An alternative way of understanding this moment draws on what some scholars have described as a return to “neo-royalism”. Rather than a bureaucratic, rules-based order, today’s international politics increasingly resemble the early modern world, where there are a small number of powerful figures determining trade, security, and alignment through personal relationships. In a system like this, flattery, gifts, symbolic gestures, and flexible agreements mean a lot more than institutional compliance. This is not a foreign concept for the South Caucasian nations. Armenians, Georgians, and Azerbaijanis have centuries of experience navigating imperial politics by managing multiple patrons simultaneously.

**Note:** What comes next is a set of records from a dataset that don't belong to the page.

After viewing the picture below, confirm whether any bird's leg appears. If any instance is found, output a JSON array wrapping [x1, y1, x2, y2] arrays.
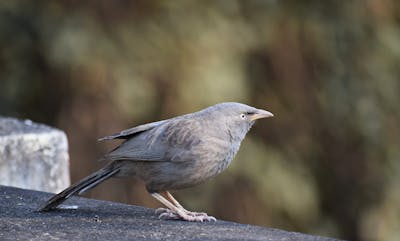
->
[[151, 192, 216, 222]]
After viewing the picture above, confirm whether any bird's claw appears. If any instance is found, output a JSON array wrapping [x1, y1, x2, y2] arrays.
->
[[156, 208, 217, 222]]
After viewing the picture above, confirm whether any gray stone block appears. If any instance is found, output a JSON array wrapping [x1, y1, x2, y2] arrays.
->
[[0, 117, 70, 192], [0, 186, 339, 241]]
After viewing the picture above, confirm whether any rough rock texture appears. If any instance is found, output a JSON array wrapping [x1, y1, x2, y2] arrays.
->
[[0, 186, 346, 241], [0, 117, 70, 192]]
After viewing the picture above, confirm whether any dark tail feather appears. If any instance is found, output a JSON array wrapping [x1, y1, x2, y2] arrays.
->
[[38, 163, 119, 212]]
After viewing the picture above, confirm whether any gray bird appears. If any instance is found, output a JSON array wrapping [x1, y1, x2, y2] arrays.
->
[[39, 102, 273, 222]]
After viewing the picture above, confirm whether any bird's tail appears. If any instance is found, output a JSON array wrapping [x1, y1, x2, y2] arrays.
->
[[38, 162, 120, 212]]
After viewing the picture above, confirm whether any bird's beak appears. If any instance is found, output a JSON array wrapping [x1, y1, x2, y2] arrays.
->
[[250, 109, 274, 121]]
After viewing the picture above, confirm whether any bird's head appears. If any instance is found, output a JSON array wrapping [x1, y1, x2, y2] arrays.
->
[[207, 102, 274, 140]]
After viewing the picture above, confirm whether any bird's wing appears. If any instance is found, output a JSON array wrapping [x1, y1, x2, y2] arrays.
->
[[104, 119, 200, 162], [98, 120, 168, 141]]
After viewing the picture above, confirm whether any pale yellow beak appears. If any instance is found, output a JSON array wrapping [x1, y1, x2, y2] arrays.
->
[[250, 109, 274, 121]]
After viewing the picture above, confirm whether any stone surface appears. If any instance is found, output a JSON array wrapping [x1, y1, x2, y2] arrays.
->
[[0, 186, 344, 241], [0, 117, 70, 192]]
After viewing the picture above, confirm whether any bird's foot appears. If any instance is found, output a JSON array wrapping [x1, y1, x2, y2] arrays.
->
[[156, 208, 217, 222]]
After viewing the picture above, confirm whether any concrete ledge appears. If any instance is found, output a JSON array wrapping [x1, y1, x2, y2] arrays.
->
[[0, 186, 344, 241], [0, 116, 70, 192]]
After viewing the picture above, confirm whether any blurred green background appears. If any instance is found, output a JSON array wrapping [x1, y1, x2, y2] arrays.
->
[[0, 0, 400, 241]]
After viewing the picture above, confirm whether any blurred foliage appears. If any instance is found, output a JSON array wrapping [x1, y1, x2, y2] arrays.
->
[[0, 0, 400, 241]]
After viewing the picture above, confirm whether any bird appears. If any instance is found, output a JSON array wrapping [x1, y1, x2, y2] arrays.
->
[[38, 102, 274, 222]]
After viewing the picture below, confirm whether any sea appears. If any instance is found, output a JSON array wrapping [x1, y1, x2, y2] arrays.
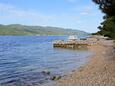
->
[[0, 36, 91, 86]]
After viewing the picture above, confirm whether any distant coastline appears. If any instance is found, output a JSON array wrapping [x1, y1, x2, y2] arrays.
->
[[0, 24, 89, 36]]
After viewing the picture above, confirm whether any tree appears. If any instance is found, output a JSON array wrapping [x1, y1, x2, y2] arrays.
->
[[93, 0, 115, 39]]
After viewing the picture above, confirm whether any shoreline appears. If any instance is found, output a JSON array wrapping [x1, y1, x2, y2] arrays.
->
[[54, 39, 115, 86]]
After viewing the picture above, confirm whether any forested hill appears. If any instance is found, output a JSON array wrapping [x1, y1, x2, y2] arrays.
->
[[0, 24, 87, 36]]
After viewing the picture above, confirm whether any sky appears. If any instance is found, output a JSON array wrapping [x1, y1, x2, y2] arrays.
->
[[0, 0, 104, 33]]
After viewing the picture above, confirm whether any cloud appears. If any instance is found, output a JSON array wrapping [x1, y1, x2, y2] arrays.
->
[[66, 0, 78, 3], [0, 3, 53, 22]]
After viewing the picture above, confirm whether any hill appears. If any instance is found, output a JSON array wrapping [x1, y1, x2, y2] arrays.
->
[[0, 24, 88, 36]]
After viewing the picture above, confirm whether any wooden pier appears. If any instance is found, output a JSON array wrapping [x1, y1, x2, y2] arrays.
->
[[53, 41, 88, 49], [53, 36, 98, 49]]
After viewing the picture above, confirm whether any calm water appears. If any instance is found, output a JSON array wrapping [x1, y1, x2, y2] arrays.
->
[[0, 36, 90, 86]]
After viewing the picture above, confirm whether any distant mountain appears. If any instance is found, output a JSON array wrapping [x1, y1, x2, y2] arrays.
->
[[0, 24, 88, 36]]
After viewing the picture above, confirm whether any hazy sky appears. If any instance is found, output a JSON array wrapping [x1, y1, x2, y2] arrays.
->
[[0, 0, 103, 32]]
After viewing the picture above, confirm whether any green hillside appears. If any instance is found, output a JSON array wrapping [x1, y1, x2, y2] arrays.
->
[[0, 24, 87, 35]]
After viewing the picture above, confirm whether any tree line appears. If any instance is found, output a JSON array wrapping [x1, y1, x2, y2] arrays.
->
[[93, 0, 115, 39]]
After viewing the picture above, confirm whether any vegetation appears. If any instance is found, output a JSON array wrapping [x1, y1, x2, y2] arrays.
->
[[0, 24, 87, 35], [93, 0, 115, 39]]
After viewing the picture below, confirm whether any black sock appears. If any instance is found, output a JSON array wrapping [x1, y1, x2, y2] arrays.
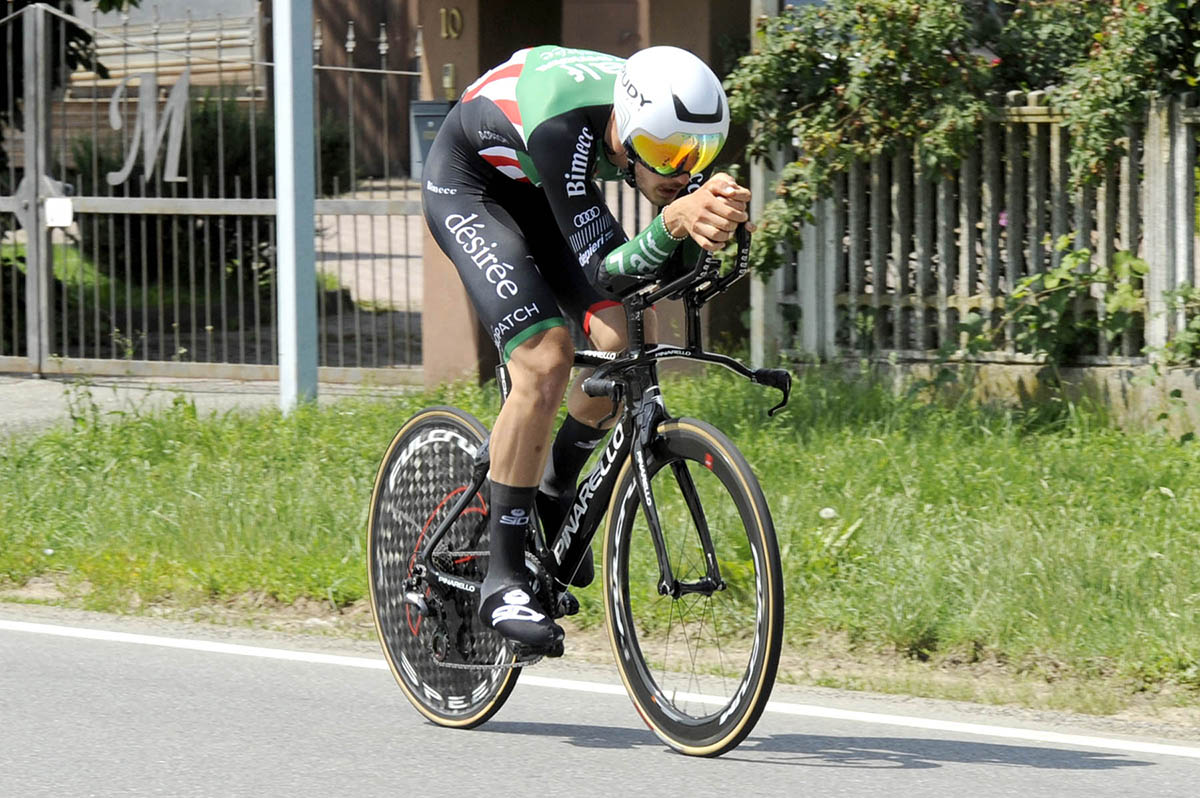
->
[[485, 482, 538, 585], [539, 415, 605, 496]]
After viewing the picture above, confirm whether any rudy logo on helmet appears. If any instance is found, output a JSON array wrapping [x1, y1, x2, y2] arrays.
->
[[613, 47, 730, 180]]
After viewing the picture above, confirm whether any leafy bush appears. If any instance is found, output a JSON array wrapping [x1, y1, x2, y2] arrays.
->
[[72, 94, 349, 326], [726, 0, 1200, 271]]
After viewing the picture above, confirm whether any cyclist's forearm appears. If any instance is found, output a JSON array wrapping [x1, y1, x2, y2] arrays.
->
[[598, 214, 682, 277]]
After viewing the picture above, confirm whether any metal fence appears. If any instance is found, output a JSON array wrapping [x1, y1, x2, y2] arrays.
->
[[754, 92, 1200, 365], [0, 0, 424, 382]]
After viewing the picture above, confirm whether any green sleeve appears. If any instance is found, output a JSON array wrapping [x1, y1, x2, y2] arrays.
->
[[604, 214, 680, 277]]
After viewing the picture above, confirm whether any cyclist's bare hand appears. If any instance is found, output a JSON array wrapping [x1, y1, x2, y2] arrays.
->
[[662, 172, 750, 252]]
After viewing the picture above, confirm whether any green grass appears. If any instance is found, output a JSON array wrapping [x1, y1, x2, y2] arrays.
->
[[0, 371, 1200, 695]]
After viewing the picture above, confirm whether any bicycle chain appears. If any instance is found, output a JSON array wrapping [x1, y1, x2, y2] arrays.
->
[[433, 654, 544, 671]]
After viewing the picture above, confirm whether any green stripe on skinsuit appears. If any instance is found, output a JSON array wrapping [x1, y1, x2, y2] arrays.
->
[[504, 316, 566, 362]]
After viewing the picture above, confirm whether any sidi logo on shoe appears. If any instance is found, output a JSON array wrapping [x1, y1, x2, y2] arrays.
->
[[492, 604, 546, 626], [500, 508, 529, 527], [503, 588, 529, 605]]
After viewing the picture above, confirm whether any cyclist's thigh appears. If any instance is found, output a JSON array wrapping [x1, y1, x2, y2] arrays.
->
[[424, 139, 565, 360]]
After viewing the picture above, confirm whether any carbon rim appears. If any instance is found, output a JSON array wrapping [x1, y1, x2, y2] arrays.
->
[[367, 408, 518, 727]]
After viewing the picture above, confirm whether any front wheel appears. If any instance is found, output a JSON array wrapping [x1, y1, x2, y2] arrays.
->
[[604, 419, 784, 756]]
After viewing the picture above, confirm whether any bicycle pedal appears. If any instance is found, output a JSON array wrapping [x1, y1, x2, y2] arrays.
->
[[554, 590, 580, 618]]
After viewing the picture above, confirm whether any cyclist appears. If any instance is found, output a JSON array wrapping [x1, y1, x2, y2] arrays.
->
[[422, 47, 750, 652]]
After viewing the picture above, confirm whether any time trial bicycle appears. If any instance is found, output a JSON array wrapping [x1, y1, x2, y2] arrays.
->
[[367, 226, 791, 756]]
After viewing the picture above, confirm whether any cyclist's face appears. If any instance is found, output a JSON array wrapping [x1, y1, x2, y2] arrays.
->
[[634, 162, 691, 208]]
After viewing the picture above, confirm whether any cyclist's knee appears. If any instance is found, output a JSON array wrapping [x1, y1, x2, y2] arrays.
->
[[588, 305, 659, 352], [508, 326, 575, 409]]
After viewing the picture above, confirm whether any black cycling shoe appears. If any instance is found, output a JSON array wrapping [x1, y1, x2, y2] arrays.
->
[[534, 490, 595, 588], [479, 582, 563, 656]]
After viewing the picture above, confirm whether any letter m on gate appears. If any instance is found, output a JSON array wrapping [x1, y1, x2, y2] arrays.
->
[[104, 68, 191, 186]]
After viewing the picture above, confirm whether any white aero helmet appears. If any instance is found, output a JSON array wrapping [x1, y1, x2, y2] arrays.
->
[[612, 47, 730, 175]]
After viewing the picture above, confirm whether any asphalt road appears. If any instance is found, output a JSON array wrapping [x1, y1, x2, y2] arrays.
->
[[0, 605, 1200, 798]]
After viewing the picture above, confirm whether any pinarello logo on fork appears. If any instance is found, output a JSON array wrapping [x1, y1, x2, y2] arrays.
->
[[500, 508, 529, 527]]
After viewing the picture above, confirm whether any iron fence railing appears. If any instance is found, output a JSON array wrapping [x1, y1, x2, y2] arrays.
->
[[754, 92, 1200, 365], [0, 0, 422, 380]]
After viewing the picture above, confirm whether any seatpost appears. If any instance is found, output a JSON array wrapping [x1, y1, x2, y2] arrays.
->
[[683, 292, 703, 350]]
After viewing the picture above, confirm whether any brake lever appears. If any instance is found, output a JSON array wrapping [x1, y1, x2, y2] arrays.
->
[[751, 368, 792, 418]]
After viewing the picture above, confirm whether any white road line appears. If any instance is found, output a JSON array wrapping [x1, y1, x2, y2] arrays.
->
[[7, 619, 1200, 758]]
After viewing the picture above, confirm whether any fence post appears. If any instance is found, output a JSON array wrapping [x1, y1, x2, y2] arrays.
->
[[1168, 91, 1196, 334], [793, 194, 829, 358], [750, 0, 784, 367], [20, 5, 54, 374], [1142, 97, 1175, 352]]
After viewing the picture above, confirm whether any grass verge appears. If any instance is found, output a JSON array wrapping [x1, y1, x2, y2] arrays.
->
[[0, 371, 1200, 712]]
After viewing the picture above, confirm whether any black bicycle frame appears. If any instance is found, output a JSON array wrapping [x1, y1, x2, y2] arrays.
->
[[408, 220, 792, 598]]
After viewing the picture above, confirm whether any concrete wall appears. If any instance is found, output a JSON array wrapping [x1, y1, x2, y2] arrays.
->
[[873, 361, 1200, 437]]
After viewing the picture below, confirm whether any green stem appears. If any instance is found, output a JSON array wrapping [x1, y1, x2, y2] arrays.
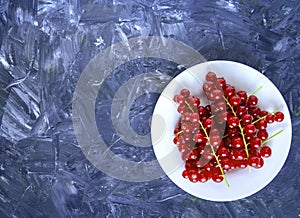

Georgia has already engaged in some of these practices. The significant troop contributions to Iraq and Afghanistan, among the largest per capita in the coalition, were not purely altruistic. They were a form of strategic signaling, a modern version of court politics. Seen through this lens, Georgian behavior is not evidence of confusion or failure, but of adaptation. 
 

The problem is that old metaphors prevent the world from recognizing this adaptation as agency. When Georgia is framed primarily as a space “between”, it is implicitly denied its own political logic. Its actions appear reactive rather than strategic, and deliberate. For policymakers, this leads to miscalculation. If the “crossroads” metaphor has outlived its usefulness, the question becomes what it should be replaced by. Rather than asking where Georgia is headed, a better question might be how Georgia governs itself in a world without destinations. These questions portray Georgia as an actor on the world stage, not just a “bridge”. For decades, Georgia’s future was assumed rather than debated. The EU and NATO were treated as destiny. However, destinies are rarely good for democratic politics. In a world where the old ways are no longer applicable, Georgians themselves may finally have the space to argue openly about what kind of state they want to be, and how they intend to survive.